Greetings to the whole community
Why is accuracy lost in a model based on the EfficientNetB0 architecture when saved in H5 format ?
I am doing some experiments training classification models from different architectures for mobile devices (MobileNet, NASNetMobile and EfficientNet) and by storing them in H5 format the only model that loses significantly decreases its accuracy are the models based on EfficientNet.
When entering a model based on EfficientNet and evaluating the accuracy, values in excess of 96% are obtained, but when saving the model in H5 format and testing again with the same dataset, the accuracy is reduced by up to 30% (obtaining an accuracy ranging between 66% and 69%).

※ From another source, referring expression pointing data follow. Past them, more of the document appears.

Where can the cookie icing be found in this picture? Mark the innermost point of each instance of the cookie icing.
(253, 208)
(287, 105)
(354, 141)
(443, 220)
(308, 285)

Does anyone know why this is happening ?
Hi @ajvelez
Welcome to the TensorFlow Forum!
I have not observed any difference in models accuracy when I tried testing these three pre-trained models (MobileNet, NASNetMobile and EfficientNet) after saving as .h5 file. I have tested these models using Google Colab and Jupyter notebook in Mac M1 with Python 3.10 and TensorFlow 2.13. (Attaching the replicated gist here for your reference - Colab gist, Jupyter gist).
For further analysis, Please let us know if you are using the same software environment(python version, TF version or system OS) where the model was trained or providing the same kind of dataset or have done same dataset preprocessing before feeding into the loaded model.
Please try again with the above points and let us know if the issue still persists. Thank you.